Selon M. Lesage, les gens sont bien plus que ce que l’on croit : « Si nous obtenons davantage des gens, ils seront également plus heureux. Les gens qui se sentent bien travailleront mieux. C’est une situation gagnant-gagnant. Les gens sont plus que deux mains qui viennent travailler. Les gens ont des valeurs, ils veulent aussi accomplir quelque chose dans la vie, ils veulent être reconnus. En fait, il est facile de faire du commerce : la clé du succès, ce sont les gens. »
« Sur nos 450 employés, personne ne souffre de burnout, même s’ils travaillent dur. Le burn-out n’a rien à voir avec le travail, mais avec l’équilibre et le sentiment d’être apprécié. Le gouvernement fait alors des propositions comme la semaine de quatre jours, mais ce n’est pas la question. Les gens ne sont pas des machines. Lorsque vous considérez les gens comme des machines, vous obtenez des burnouts. Quand on les voit comme des personnes, il n’y a pas de burn-out. »
« La Flandre est sur la table »
Aujourd’hui, l’enseigne compte 43 magasins de 1 200 à 2 000 m², répartis dans toute la Wallonie, de Tournai à Liège et de Bruxelles à Luxembourg. Extra voit-il encore un potentiel d’expansion ? « En Wallonie, dix à quinze magasins supplémentaires peuvent être ajoutés, pour arriver à une soixantaine de magasins, ce qui devrait être faisable. Nous agrandissons également les magasins existants. Le mois prochain, nous quitterons un magasin loué pour nous installer dans nos propres locaux à Froyennes. Nous essayons de construire nos propres magasins et de ne pas les louer. En outre, nous prévoyons d’ouvrir trois nouveaux magasins. Mais il n’est pas facile d’obtenir des permis. »
Pour poursuivre leur croissance, les entrepreneurs pensent désormais à la Flandre : « C’est sur la table. L’exercice ne sera pas facile, mais je pense que nous devons le faire à terme. Notre entreprise est francophone, il est plus facile d’ajouter dix magasins en Wallonie que d’en ouvrir trois en Flandre. Mais il existe bel et bien un marché : ce que nous faisons est de toute façon différent de ce que font les autres chaînes non alimentaires. »
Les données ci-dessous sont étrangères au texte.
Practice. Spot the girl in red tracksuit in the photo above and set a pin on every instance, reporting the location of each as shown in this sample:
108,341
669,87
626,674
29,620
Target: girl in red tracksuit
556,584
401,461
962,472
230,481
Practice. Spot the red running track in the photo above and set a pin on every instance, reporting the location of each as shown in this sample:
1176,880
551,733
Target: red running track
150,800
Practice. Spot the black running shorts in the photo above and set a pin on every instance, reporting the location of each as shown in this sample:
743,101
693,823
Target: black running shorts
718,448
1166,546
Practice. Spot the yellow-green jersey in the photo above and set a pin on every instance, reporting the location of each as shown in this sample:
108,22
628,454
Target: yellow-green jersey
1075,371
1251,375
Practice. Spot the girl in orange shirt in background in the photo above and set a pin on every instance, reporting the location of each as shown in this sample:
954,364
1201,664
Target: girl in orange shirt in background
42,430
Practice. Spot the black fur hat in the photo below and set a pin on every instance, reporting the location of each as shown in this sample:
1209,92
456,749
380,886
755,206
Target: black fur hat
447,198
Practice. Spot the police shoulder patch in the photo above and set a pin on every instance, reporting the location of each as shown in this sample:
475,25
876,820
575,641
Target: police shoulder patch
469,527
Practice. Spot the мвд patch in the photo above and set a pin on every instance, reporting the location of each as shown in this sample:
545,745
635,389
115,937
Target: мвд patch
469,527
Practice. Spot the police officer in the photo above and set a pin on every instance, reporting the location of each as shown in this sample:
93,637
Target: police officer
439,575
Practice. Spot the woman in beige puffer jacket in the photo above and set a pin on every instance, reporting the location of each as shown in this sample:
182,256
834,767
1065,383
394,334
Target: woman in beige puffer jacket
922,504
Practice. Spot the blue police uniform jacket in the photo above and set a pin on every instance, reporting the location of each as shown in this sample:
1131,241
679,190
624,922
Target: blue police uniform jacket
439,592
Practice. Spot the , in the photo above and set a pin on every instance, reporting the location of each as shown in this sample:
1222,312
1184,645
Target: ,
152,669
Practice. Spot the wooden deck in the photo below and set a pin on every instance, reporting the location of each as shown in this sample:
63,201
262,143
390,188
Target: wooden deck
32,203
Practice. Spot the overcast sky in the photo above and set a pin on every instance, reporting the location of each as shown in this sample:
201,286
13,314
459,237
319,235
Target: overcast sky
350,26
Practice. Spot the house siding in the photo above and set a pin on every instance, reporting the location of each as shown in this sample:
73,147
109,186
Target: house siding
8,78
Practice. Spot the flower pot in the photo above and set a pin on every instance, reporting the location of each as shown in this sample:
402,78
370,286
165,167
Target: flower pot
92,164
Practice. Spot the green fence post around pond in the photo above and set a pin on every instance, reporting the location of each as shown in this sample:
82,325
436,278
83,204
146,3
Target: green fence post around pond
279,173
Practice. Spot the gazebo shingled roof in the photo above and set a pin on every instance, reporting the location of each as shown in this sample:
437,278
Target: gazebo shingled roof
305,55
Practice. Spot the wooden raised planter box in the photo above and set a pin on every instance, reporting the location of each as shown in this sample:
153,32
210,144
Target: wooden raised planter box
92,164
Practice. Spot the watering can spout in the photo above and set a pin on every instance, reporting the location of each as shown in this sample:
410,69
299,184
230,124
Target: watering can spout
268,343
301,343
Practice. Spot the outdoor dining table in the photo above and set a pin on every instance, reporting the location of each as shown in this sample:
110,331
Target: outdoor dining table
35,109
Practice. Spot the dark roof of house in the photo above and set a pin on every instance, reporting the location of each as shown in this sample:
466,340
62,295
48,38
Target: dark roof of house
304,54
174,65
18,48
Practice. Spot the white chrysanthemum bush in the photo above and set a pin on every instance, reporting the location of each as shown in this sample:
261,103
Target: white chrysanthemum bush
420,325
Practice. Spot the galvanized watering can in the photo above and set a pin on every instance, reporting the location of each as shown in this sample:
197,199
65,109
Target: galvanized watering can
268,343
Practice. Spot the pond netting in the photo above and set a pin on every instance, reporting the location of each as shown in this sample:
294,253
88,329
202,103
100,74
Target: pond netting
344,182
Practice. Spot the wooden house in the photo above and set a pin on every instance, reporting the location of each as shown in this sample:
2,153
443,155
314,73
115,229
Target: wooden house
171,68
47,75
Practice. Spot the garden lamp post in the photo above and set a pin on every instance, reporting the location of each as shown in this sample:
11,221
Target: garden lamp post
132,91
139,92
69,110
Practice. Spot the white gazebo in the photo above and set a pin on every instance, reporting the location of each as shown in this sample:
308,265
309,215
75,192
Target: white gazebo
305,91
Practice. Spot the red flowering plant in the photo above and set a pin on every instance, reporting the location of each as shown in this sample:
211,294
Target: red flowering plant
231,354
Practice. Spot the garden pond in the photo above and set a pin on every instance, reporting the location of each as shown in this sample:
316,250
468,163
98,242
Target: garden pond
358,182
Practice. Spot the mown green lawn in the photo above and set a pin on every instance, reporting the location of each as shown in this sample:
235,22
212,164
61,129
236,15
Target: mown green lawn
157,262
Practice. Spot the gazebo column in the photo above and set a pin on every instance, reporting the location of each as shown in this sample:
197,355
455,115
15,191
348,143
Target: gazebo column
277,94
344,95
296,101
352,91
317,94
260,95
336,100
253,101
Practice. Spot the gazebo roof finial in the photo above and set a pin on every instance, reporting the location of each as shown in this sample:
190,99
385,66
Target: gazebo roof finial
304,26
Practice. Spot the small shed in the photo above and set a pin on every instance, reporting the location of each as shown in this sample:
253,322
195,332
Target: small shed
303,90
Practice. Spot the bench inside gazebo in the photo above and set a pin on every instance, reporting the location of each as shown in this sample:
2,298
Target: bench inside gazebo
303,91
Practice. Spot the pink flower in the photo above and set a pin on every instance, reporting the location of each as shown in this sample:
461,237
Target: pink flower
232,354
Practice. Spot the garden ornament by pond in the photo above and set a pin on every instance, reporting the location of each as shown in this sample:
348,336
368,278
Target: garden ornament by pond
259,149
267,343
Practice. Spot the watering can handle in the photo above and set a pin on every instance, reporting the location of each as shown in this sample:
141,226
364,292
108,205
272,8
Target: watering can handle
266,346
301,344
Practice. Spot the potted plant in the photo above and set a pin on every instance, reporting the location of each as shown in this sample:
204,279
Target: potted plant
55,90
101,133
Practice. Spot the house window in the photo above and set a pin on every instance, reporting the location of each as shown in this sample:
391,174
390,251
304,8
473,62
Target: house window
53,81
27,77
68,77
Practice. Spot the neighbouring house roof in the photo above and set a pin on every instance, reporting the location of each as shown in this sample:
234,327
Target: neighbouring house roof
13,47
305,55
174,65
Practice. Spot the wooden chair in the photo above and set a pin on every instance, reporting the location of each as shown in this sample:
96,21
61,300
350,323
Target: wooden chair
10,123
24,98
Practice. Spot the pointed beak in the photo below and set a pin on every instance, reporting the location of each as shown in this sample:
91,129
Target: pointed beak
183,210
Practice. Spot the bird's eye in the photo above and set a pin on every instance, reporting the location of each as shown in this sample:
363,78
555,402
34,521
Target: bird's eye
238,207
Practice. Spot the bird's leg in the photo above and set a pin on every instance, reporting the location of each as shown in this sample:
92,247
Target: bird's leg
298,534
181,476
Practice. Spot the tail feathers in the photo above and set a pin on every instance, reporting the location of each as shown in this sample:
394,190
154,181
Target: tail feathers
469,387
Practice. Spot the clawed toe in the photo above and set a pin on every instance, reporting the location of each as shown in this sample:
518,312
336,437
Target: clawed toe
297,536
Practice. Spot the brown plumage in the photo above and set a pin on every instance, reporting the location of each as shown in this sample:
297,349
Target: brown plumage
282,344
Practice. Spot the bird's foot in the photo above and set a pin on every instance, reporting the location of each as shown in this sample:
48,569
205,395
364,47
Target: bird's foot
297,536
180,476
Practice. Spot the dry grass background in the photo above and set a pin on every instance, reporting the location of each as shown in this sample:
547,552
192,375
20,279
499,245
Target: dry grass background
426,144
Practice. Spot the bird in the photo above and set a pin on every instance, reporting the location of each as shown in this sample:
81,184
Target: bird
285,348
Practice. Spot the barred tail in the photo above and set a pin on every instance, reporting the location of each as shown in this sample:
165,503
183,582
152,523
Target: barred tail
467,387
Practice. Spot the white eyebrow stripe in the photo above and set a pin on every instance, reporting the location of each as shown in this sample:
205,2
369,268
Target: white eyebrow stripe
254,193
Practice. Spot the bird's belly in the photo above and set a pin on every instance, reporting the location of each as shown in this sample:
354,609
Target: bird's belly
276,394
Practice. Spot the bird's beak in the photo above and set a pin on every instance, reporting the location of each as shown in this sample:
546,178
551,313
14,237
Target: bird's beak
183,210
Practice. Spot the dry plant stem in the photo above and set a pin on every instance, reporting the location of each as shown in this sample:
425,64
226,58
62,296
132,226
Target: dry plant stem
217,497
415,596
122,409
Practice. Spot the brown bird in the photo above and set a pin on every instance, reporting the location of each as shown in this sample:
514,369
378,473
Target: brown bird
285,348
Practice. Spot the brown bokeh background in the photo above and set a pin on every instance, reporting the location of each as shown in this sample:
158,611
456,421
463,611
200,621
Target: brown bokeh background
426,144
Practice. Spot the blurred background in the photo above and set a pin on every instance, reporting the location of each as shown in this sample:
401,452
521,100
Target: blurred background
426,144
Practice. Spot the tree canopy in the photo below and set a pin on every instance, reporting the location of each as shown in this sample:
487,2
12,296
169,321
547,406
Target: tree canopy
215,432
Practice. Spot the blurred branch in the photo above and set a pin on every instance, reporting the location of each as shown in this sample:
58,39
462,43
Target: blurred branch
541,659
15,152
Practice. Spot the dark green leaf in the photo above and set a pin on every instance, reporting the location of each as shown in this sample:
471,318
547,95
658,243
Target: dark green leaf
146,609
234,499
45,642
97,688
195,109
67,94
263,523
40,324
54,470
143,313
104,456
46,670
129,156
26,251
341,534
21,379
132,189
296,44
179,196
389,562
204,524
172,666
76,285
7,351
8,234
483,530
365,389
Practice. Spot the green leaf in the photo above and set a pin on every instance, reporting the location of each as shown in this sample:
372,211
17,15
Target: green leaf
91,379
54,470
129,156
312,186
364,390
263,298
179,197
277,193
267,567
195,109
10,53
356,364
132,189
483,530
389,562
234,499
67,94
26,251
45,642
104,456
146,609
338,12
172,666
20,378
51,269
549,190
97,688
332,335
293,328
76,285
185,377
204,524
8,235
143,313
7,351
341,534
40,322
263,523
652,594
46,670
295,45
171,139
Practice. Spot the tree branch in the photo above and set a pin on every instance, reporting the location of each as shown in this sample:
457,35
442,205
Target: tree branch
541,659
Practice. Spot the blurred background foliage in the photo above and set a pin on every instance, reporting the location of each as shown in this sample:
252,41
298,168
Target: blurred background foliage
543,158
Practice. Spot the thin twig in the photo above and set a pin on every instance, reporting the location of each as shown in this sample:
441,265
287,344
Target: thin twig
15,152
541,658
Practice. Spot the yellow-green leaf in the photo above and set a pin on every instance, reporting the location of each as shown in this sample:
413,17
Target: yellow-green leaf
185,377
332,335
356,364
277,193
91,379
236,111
À noter : le détaillant n’a pas encore de boutique en ligne : elle suivra dans le courant de l’année, d’abord avec un service de retrait en magasin. « Nous pensons que la fonction sociale d’un magasin est trop importante. Nous aimons voir nos clients entrer. Comment pouvons-nous les inspirer autrement ? » Mais Extra Shop souhaite offrir à ses clients la possibilité de commander des produits et de les faire préparer en magasin.
« Développer l’entreprise sans nous »
En ce qui concerne les chiffres, Greet Huysentruyt et Stephan Lesage restent discrets : « Nous sommes des Flamands occidentaux », disent-ils en riant. « Mais nous nous développons chaque année. Les gens pensent parfois que les chefs d’entreprise sont toujours préoccupés par le chiffre d’affaires et les bénéfices, mais ce n’est pas le cas. Il y a vingt ans, j’ai lu un article sur l’entreprise de location Dockx. Cet homme disait : « Je n’ai commencé à faire des bénéfices que lorsque je ne me suis plus intéressé aux bénéfices ». Et c’est ainsi : nous examinons les bénéfices une fois par an. Et une fois par mois, nous examinons le chiffre d’affaires. Rien de plus. Nous travaillons en permanence sur les personnes, les processus, les produits… »
Quelle est donc l’ambition ultime de ce couple d’entrepreneurs ? « Nous voulons développer l’entreprise de manière à ce qu’elle puisse se passer de nous. Ce n’est pas facile parce que nous sommes les fondateurs. Il faut lâcher du lest, trouver les bonnes personnes… C’est notre plus grand défi. Nous ne savons pas encore si nos trois enfants rejoindront l’entreprise. Ils sont encore jeunes, nous les laisserons choisir ».